On 4/4/2012 4:37 PM, Mark wrote:
> Hello
>
> I'm trying to find a way create a hash value over multiple IP addresses (I
> keep a list of IP addresses and its number is variable. The simplest method
> I've found so far is (obviously not the most effective and collision free):
>
> unsigned long hash_ipaddr(struct in_addr *addr)
> {
> unsigned long res;
>
> if (addr == NULL)
> return 0UL;
>
> res = (((addr->s_addr>> 24)& 0xff) * 256) + \
> (((addr->s_addr>> 16)& 0xff) * 256) + \
> (((addr->s_addr>> 8)& 0xff)* 256) + \
> (addr->s_addr& 0xff);
(Idle question: Why the backslashes?)
> return res;
Briefly, this calculation takes four chunks of the address
as numbers between 0..255 and adds them to produce a sum 0..1020.
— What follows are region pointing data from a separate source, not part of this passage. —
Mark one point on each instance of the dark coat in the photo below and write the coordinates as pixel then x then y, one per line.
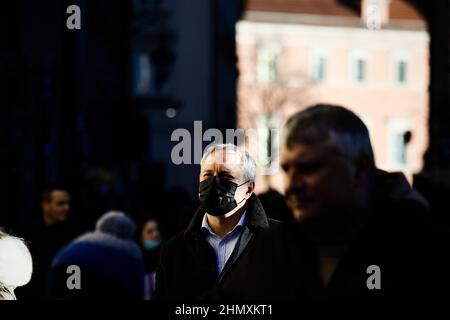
pixel 399 238
pixel 187 268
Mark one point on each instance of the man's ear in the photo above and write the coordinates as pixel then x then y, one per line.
pixel 362 166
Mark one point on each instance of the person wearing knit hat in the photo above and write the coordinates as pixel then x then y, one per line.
pixel 110 262
pixel 15 265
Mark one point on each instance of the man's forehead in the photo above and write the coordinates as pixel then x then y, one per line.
pixel 223 160
pixel 224 156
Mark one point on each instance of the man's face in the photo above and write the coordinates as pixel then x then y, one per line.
pixel 57 209
pixel 227 165
pixel 318 184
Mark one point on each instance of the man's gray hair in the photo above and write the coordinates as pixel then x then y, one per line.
pixel 247 162
pixel 344 129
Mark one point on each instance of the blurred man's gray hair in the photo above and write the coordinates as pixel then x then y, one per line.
pixel 16 265
pixel 343 129
pixel 247 161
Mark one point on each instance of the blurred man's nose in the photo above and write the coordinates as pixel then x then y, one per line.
pixel 293 179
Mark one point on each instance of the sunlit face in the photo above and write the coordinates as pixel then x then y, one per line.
pixel 58 208
pixel 227 165
pixel 318 184
pixel 150 231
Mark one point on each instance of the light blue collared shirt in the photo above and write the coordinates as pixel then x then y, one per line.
pixel 223 247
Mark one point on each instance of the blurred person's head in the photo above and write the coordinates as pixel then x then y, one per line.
pixel 15 265
pixel 328 164
pixel 227 179
pixel 55 205
pixel 116 223
pixel 150 235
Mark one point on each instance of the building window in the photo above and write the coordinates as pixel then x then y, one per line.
pixel 143 75
pixel 401 72
pixel 360 74
pixel 267 65
pixel 266 125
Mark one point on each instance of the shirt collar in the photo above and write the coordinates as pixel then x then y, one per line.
pixel 240 224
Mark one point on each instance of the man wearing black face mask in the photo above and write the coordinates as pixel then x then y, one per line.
pixel 223 231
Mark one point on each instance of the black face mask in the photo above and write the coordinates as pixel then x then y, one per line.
pixel 217 195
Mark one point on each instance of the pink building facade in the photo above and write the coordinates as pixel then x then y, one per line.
pixel 288 61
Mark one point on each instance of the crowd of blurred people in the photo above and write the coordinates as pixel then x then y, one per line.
pixel 339 217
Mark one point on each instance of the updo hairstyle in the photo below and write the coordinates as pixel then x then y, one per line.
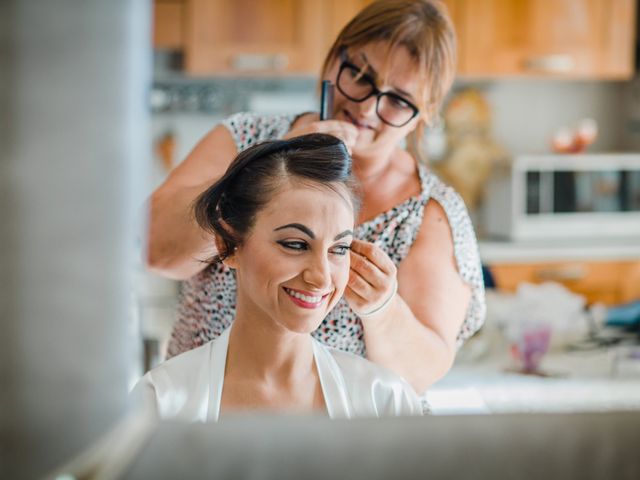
pixel 229 207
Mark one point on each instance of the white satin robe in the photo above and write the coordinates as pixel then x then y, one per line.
pixel 188 387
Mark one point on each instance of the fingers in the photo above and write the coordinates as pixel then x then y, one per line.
pixel 345 131
pixel 367 271
pixel 374 255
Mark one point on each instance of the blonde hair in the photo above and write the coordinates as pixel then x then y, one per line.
pixel 424 28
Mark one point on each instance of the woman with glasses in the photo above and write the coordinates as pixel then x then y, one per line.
pixel 415 290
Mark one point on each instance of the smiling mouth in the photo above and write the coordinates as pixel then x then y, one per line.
pixel 304 300
pixel 355 122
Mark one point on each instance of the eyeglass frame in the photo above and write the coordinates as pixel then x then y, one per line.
pixel 374 91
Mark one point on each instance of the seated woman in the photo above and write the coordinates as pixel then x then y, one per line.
pixel 283 217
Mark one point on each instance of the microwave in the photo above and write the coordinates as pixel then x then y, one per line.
pixel 564 196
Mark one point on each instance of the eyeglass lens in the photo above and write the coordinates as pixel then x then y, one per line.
pixel 358 86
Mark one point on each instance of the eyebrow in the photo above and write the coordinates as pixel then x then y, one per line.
pixel 306 230
pixel 375 75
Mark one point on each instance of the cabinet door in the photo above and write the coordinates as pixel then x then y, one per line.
pixel 254 36
pixel 168 24
pixel 607 282
pixel 572 38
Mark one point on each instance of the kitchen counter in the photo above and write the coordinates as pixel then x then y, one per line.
pixel 596 380
pixel 497 251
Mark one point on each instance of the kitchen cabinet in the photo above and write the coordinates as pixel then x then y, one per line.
pixel 559 38
pixel 236 37
pixel 254 37
pixel 609 282
pixel 168 24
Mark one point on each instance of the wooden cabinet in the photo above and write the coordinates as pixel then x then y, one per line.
pixel 559 38
pixel 496 38
pixel 607 282
pixel 169 24
pixel 254 36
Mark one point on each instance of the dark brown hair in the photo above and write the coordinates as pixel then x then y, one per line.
pixel 229 207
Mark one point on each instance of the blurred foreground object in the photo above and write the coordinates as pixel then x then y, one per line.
pixel 75 145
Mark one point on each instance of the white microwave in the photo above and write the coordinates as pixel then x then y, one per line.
pixel 564 196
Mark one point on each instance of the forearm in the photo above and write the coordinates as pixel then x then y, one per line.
pixel 397 340
pixel 177 245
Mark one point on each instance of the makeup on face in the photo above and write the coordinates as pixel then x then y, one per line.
pixel 295 264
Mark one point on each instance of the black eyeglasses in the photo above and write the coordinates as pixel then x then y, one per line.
pixel 357 86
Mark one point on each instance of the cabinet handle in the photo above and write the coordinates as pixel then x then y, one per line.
pixel 572 272
pixel 249 61
pixel 558 63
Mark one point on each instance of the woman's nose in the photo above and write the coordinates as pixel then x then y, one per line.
pixel 318 273
pixel 367 108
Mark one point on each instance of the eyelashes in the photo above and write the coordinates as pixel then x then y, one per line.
pixel 300 246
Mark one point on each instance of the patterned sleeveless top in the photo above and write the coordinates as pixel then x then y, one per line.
pixel 208 300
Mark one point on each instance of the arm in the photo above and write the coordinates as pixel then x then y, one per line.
pixel 176 243
pixel 416 335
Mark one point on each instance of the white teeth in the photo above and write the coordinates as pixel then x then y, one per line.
pixel 304 298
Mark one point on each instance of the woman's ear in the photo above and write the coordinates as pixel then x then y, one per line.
pixel 230 261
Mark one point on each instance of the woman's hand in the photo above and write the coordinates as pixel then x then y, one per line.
pixel 372 279
pixel 345 131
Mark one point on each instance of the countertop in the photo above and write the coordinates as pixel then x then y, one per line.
pixel 595 380
pixel 504 251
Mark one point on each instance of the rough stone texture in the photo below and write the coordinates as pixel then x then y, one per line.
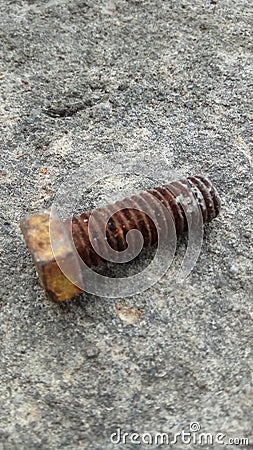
pixel 81 79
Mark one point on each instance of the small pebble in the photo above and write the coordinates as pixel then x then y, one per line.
pixel 233 269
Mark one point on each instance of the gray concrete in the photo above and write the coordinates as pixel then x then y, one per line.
pixel 176 75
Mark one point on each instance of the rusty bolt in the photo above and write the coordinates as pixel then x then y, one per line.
pixel 36 231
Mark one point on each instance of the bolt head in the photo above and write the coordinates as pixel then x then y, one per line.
pixel 36 231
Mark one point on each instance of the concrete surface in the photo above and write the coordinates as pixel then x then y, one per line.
pixel 120 75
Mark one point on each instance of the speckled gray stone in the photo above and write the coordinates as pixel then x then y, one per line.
pixel 123 75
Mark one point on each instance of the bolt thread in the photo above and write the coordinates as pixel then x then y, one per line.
pixel 127 218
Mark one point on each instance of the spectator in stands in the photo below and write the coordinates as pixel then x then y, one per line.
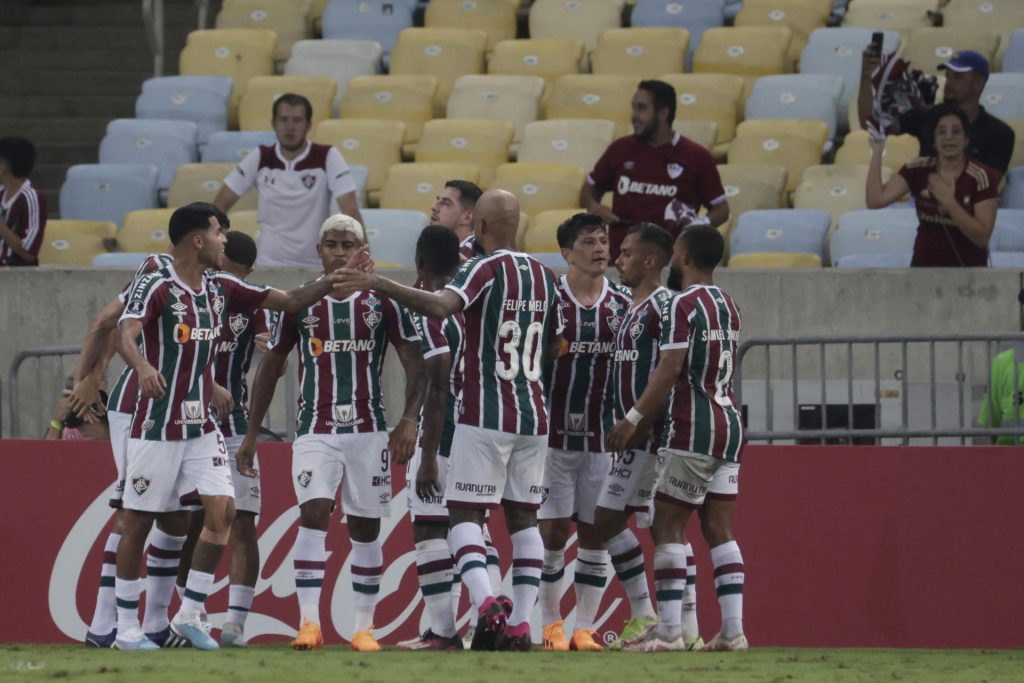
pixel 991 140
pixel 23 209
pixel 297 180
pixel 955 196
pixel 657 175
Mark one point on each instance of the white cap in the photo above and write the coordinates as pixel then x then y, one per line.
pixel 342 223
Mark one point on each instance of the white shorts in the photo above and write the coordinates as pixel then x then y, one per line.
pixel 572 480
pixel 359 464
pixel 689 477
pixel 488 467
pixel 246 488
pixel 433 509
pixel 157 472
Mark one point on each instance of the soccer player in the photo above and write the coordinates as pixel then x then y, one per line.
pixel 179 311
pixel 578 461
pixel 701 442
pixel 342 438
pixel 510 304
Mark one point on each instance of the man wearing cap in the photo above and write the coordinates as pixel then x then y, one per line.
pixel 990 140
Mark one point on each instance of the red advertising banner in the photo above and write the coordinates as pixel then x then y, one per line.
pixel 843 546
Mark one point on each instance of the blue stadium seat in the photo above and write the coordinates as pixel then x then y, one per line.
pixel 199 98
pixel 368 19
pixel 784 230
pixel 108 191
pixel 160 142
pixel 230 146
pixel 392 235
pixel 873 231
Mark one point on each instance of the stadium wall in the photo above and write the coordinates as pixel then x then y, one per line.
pixel 844 547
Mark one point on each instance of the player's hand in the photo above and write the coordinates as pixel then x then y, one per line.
pixel 426 478
pixel 401 442
pixel 151 382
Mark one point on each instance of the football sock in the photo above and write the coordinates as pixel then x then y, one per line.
pixel 728 565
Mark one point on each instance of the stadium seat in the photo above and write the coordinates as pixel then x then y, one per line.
pixel 780 230
pixel 380 20
pixel 202 99
pixel 404 98
pixel 238 53
pixel 593 96
pixel 547 57
pixel 443 53
pixel 201 182
pixel 392 235
pixel 542 186
pixel 478 141
pixel 375 144
pixel 582 19
pixel 415 186
pixel 498 19
pixel 159 142
pixel 256 109
pixel 795 144
pixel 771 260
pixel 145 230
pixel 74 242
pixel 580 141
pixel 339 59
pixel 512 98
pixel 289 20
pixel 873 231
pixel 232 145
pixel 643 52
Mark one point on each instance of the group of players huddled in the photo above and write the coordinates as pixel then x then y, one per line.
pixel 562 399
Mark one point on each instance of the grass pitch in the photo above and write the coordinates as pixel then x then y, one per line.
pixel 278 664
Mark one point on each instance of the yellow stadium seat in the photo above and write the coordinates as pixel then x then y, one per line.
pixel 415 186
pixel 547 57
pixel 593 96
pixel 239 53
pixel 145 230
pixel 256 110
pixel 376 144
pixel 747 51
pixel 498 19
pixel 929 47
pixel 795 143
pixel 504 97
pixel 288 19
pixel 443 53
pixel 580 141
pixel 775 260
pixel 201 182
pixel 899 150
pixel 644 52
pixel 74 242
pixel 478 141
pixel 715 97
pixel 542 186
pixel 404 98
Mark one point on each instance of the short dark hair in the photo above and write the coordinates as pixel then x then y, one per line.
pixel 705 245
pixel 663 94
pixel 295 100
pixel 241 248
pixel 576 225
pixel 19 154
pixel 437 248
pixel 187 219
pixel 469 193
pixel 656 238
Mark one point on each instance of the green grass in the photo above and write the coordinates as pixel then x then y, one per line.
pixel 276 664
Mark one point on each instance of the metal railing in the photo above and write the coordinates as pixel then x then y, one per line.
pixel 838 369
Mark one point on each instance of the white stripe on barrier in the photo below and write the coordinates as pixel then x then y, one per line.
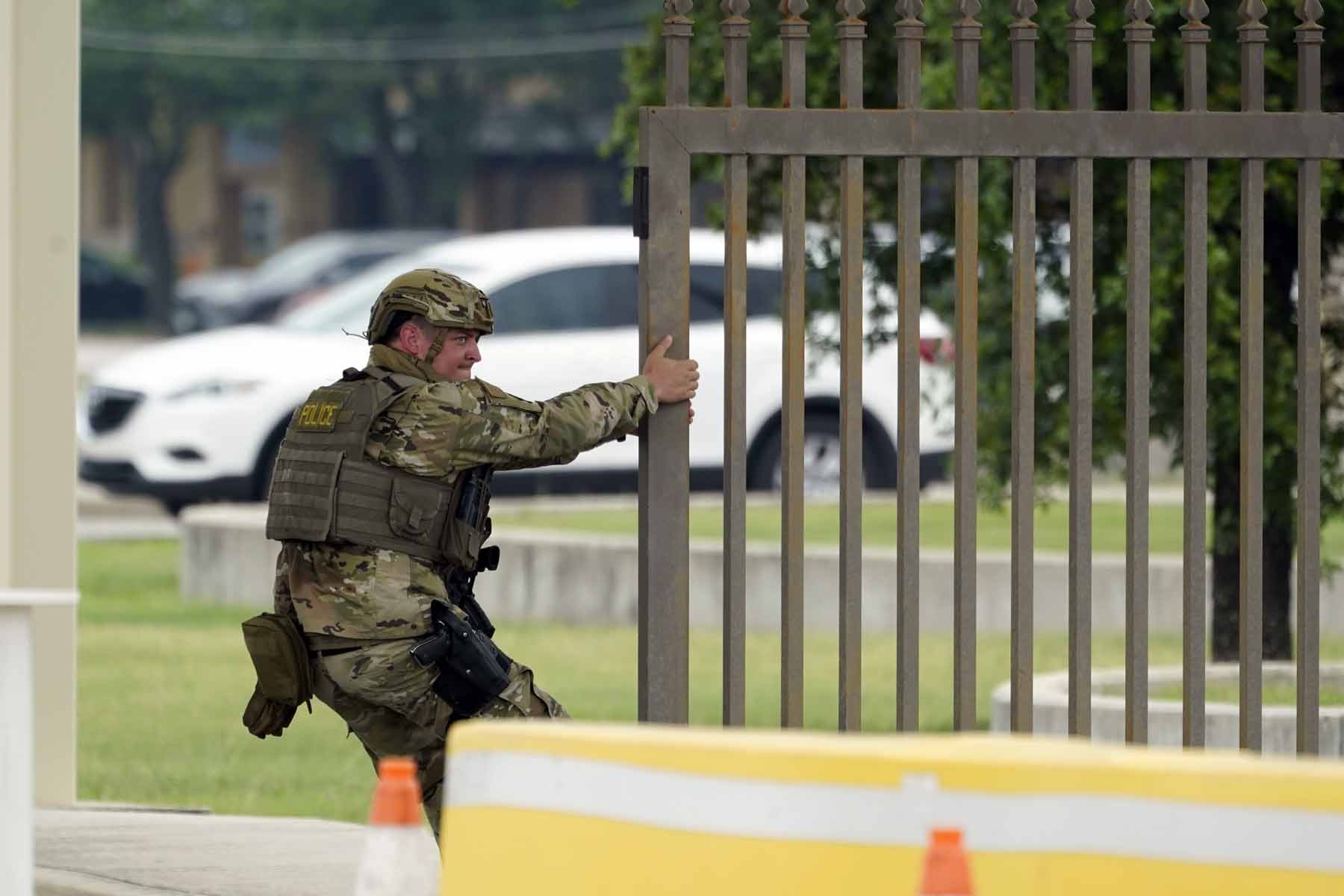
pixel 1088 824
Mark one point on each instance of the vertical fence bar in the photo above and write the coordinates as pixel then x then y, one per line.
pixel 1253 35
pixel 665 470
pixel 1310 37
pixel 793 33
pixel 851 33
pixel 735 31
pixel 1139 37
pixel 1081 34
pixel 1021 33
pixel 909 33
pixel 965 35
pixel 1195 38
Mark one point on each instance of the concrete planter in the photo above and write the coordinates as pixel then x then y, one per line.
pixel 1050 709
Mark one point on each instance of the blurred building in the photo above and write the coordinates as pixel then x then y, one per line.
pixel 240 195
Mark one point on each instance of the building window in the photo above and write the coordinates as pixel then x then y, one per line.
pixel 261 223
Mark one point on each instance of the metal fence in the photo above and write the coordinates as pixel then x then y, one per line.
pixel 670 134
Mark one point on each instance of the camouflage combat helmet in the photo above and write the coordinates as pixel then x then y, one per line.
pixel 437 296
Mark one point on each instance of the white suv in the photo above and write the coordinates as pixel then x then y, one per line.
pixel 201 417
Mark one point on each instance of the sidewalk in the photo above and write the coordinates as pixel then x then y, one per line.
pixel 108 850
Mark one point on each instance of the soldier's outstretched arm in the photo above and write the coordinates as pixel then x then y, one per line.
pixel 512 433
pixel 455 425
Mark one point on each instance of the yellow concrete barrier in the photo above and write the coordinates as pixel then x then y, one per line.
pixel 591 809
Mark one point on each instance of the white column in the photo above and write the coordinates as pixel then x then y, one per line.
pixel 40 171
pixel 16 738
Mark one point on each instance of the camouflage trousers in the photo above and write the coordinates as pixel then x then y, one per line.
pixel 386 702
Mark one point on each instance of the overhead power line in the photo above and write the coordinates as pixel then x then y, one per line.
pixel 359 50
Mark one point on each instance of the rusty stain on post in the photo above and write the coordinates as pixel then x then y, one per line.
pixel 1139 37
pixel 735 31
pixel 1081 37
pixel 1021 33
pixel 1310 37
pixel 851 33
pixel 909 33
pixel 965 34
pixel 1195 37
pixel 793 33
pixel 1253 35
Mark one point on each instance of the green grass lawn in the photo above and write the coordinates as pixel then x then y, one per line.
pixel 1272 695
pixel 161 688
pixel 821 526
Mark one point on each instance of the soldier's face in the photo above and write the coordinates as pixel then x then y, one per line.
pixel 458 355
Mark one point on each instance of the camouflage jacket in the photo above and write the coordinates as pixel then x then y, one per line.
pixel 437 430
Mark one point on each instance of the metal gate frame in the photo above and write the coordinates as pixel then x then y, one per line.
pixel 671 134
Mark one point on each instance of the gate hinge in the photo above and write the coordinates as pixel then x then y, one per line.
pixel 641 202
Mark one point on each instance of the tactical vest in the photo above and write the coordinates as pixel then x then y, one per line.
pixel 323 489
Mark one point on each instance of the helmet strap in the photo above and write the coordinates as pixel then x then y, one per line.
pixel 437 346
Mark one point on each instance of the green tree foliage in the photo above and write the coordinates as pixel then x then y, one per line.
pixel 389 81
pixel 149 105
pixel 644 75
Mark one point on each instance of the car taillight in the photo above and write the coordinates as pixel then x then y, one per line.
pixel 936 349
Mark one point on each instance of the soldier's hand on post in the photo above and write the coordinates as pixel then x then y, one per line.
pixel 673 381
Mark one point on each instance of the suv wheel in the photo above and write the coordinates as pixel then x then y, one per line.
pixel 820 458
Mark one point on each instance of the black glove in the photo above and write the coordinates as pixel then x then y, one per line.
pixel 265 716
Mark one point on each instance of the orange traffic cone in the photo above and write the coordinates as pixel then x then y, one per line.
pixel 947 868
pixel 396 862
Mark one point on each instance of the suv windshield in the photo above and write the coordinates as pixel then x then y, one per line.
pixel 346 307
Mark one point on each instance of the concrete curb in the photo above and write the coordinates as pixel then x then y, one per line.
pixel 588 578
pixel 1050 709
pixel 82 852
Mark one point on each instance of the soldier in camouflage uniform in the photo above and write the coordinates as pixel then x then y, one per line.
pixel 363 608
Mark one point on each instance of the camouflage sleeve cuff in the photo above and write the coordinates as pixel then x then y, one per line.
pixel 645 388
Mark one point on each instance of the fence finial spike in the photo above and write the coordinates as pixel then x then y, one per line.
pixel 1139 10
pixel 1310 11
pixel 909 8
pixel 1194 11
pixel 1251 11
pixel 967 8
pixel 1081 10
pixel 850 8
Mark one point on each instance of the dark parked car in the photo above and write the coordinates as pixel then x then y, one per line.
pixel 311 264
pixel 109 293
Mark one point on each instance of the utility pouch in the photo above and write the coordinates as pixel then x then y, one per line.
pixel 284 677
pixel 472 669
pixel 468 524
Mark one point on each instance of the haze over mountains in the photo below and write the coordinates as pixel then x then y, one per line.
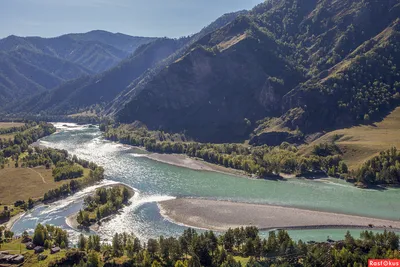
pixel 287 66
pixel 32 64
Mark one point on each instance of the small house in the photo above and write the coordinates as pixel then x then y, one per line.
pixel 55 250
pixel 30 245
pixel 17 260
pixel 38 249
So: You start with 32 bits of information and squash them down to
a smidgen less than 10 bits -- with a moderate central tendencey,
too. Ponder, young one: Wise this is?
> }
>
> And then sum up hashes for every IP and store it.
Not sure what you mean by this. A given IP produces one and
only one hash value with this scheme (or any other sane scheme),
so what do you mean by "sum up the hashes?"
> Can somebody suggest some better approach for my task?
You haven't explained what your task is, so I'll have to guess.
If the objective is to use a hash table keyed on IP addresses, there
are two likely possibilities:
- The number of buckets in the table is a prime number (or at
the very least an odd number): Just take `*addr % N', and the
outcome is very likely to be better, especially if N > 1020.
The remainder after division by a prime is likely to break up
simple patterns.
- The number of buckets is a power of two. Now `*addr % N' would
just throw away the high-order bits -- which might not be Bad,
but could easily be Less Than Good if there are patterns in the
input keys. One possibility is to use `f(*addr) % N', where f()
is a suitable "scrambling" function: For example, implement a
two-line linear congruential pseudo-random number generator, seed
it with `*addr', and take its output as f().
For further ideas, see TAOCP volume III.
--
Eric Sosman
eso...@ieee-dot-org.invalid